Es zählen nicht nur Klickzahlen.
Das System ist sehr komplex.
Dauer des angeschauten Materials. Besucher über den Tag / Woche / Monat - da wird wohl nen Schnitt errechnet.
Votes  (Daumen hoch / runter - ) welcher davon scheint wohl egal zu sein.

Ich glaube die Youtuber können selber überhaupt nicht wissen wie viel sie mit XY verdienen.
Ein Video welches sehr lang ist aber geskipt wurde kann genauso wenig Geld bringen wie eines das kurz ist aber ganz angesehen wurde, bei gleichen Klickzahlen, hat aber mehr Aktivitäten zu verzeichnen...

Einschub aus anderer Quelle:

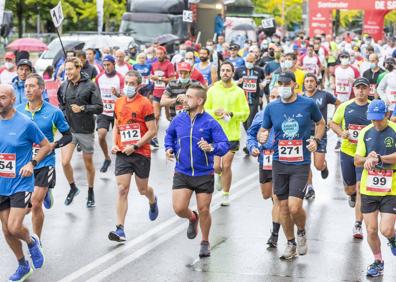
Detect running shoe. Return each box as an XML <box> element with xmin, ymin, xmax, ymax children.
<box><xmin>304</xmin><ymin>185</ymin><xmax>315</xmax><ymax>200</ymax></box>
<box><xmin>199</xmin><ymin>241</ymin><xmax>211</xmax><ymax>257</ymax></box>
<box><xmin>348</xmin><ymin>193</ymin><xmax>356</xmax><ymax>208</ymax></box>
<box><xmin>266</xmin><ymin>232</ymin><xmax>278</xmax><ymax>248</ymax></box>
<box><xmin>242</xmin><ymin>146</ymin><xmax>250</xmax><ymax>156</ymax></box>
<box><xmin>388</xmin><ymin>235</ymin><xmax>396</xmax><ymax>256</ymax></box>
<box><xmin>100</xmin><ymin>159</ymin><xmax>111</xmax><ymax>173</ymax></box>
<box><xmin>64</xmin><ymin>187</ymin><xmax>79</xmax><ymax>206</ymax></box>
<box><xmin>43</xmin><ymin>188</ymin><xmax>54</xmax><ymax>209</ymax></box>
<box><xmin>280</xmin><ymin>242</ymin><xmax>297</xmax><ymax>260</ymax></box>
<box><xmin>151</xmin><ymin>137</ymin><xmax>159</xmax><ymax>148</ymax></box>
<box><xmin>108</xmin><ymin>225</ymin><xmax>126</xmax><ymax>242</ymax></box>
<box><xmin>321</xmin><ymin>166</ymin><xmax>329</xmax><ymax>179</ymax></box>
<box><xmin>334</xmin><ymin>140</ymin><xmax>341</xmax><ymax>152</ymax></box>
<box><xmin>215</xmin><ymin>173</ymin><xmax>222</xmax><ymax>191</ymax></box>
<box><xmin>9</xmin><ymin>262</ymin><xmax>33</xmax><ymax>282</ymax></box>
<box><xmin>28</xmin><ymin>234</ymin><xmax>44</xmax><ymax>269</ymax></box>
<box><xmin>352</xmin><ymin>223</ymin><xmax>363</xmax><ymax>239</ymax></box>
<box><xmin>220</xmin><ymin>193</ymin><xmax>230</xmax><ymax>206</ymax></box>
<box><xmin>87</xmin><ymin>190</ymin><xmax>95</xmax><ymax>208</ymax></box>
<box><xmin>187</xmin><ymin>211</ymin><xmax>199</xmax><ymax>239</ymax></box>
<box><xmin>76</xmin><ymin>143</ymin><xmax>82</xmax><ymax>152</ymax></box>
<box><xmin>366</xmin><ymin>260</ymin><xmax>384</xmax><ymax>277</ymax></box>
<box><xmin>297</xmin><ymin>232</ymin><xmax>308</xmax><ymax>255</ymax></box>
<box><xmin>149</xmin><ymin>196</ymin><xmax>159</xmax><ymax>221</ymax></box>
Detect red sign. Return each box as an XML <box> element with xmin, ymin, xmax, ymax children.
<box><xmin>45</xmin><ymin>80</ymin><xmax>61</xmax><ymax>107</ymax></box>
<box><xmin>309</xmin><ymin>9</ymin><xmax>333</xmax><ymax>38</ymax></box>
<box><xmin>362</xmin><ymin>9</ymin><xmax>388</xmax><ymax>41</ymax></box>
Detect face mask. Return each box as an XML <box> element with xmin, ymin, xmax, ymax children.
<box><xmin>124</xmin><ymin>85</ymin><xmax>136</xmax><ymax>98</ymax></box>
<box><xmin>185</xmin><ymin>59</ymin><xmax>194</xmax><ymax>66</ymax></box>
<box><xmin>280</xmin><ymin>62</ymin><xmax>286</xmax><ymax>69</ymax></box>
<box><xmin>386</xmin><ymin>65</ymin><xmax>394</xmax><ymax>72</ymax></box>
<box><xmin>284</xmin><ymin>60</ymin><xmax>293</xmax><ymax>69</ymax></box>
<box><xmin>178</xmin><ymin>77</ymin><xmax>190</xmax><ymax>84</ymax></box>
<box><xmin>269</xmin><ymin>98</ymin><xmax>278</xmax><ymax>103</ymax></box>
<box><xmin>5</xmin><ymin>62</ymin><xmax>14</xmax><ymax>70</ymax></box>
<box><xmin>206</xmin><ymin>46</ymin><xmax>213</xmax><ymax>51</ymax></box>
<box><xmin>370</xmin><ymin>63</ymin><xmax>377</xmax><ymax>69</ymax></box>
<box><xmin>179</xmin><ymin>50</ymin><xmax>186</xmax><ymax>56</ymax></box>
<box><xmin>199</xmin><ymin>57</ymin><xmax>208</xmax><ymax>62</ymax></box>
<box><xmin>278</xmin><ymin>86</ymin><xmax>293</xmax><ymax>100</ymax></box>
<box><xmin>245</xmin><ymin>62</ymin><xmax>254</xmax><ymax>69</ymax></box>
<box><xmin>340</xmin><ymin>58</ymin><xmax>349</xmax><ymax>66</ymax></box>
<box><xmin>269</xmin><ymin>50</ymin><xmax>275</xmax><ymax>57</ymax></box>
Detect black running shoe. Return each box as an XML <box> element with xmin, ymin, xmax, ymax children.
<box><xmin>334</xmin><ymin>140</ymin><xmax>341</xmax><ymax>151</ymax></box>
<box><xmin>64</xmin><ymin>188</ymin><xmax>80</xmax><ymax>206</ymax></box>
<box><xmin>151</xmin><ymin>137</ymin><xmax>159</xmax><ymax>148</ymax></box>
<box><xmin>76</xmin><ymin>144</ymin><xmax>82</xmax><ymax>152</ymax></box>
<box><xmin>100</xmin><ymin>159</ymin><xmax>111</xmax><ymax>173</ymax></box>
<box><xmin>242</xmin><ymin>146</ymin><xmax>250</xmax><ymax>156</ymax></box>
<box><xmin>87</xmin><ymin>190</ymin><xmax>95</xmax><ymax>208</ymax></box>
<box><xmin>267</xmin><ymin>232</ymin><xmax>278</xmax><ymax>248</ymax></box>
<box><xmin>321</xmin><ymin>166</ymin><xmax>329</xmax><ymax>179</ymax></box>
<box><xmin>187</xmin><ymin>211</ymin><xmax>199</xmax><ymax>239</ymax></box>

Auf der sicheren Seite ist man aber auf jeden Fall mit vielen Abo´s da es dann sicher ist das ein Teil auf jeden fall das video anschaut und es bewertet etc.
Ein teil von 20-30 Millionen ist doch immer noch sehr viel  xD

Das locken von Sub´s war in dem Fall nur Taktig und das sogar eine gute.
Wenn von (Beispiel) 5 Millionen neuern Sub´s die  ihn einfach nur loswerden wollten, hunderttausend bleiben weil sie sagen
"so scheiße ist das ja gar nicht" hat er alles richtig gemacht


----------



## xNomAnorx (11. Dezember 2016)

Phone schrieb:


> ...



Das stimmt natürlich. Das von dir aufgezählte hab ich als Klickzahlen vereinfacht, eine komplexe Ausführung davon wäre mir jetzt als Antwort auf obigen Kommentar zu blöd gewesen. 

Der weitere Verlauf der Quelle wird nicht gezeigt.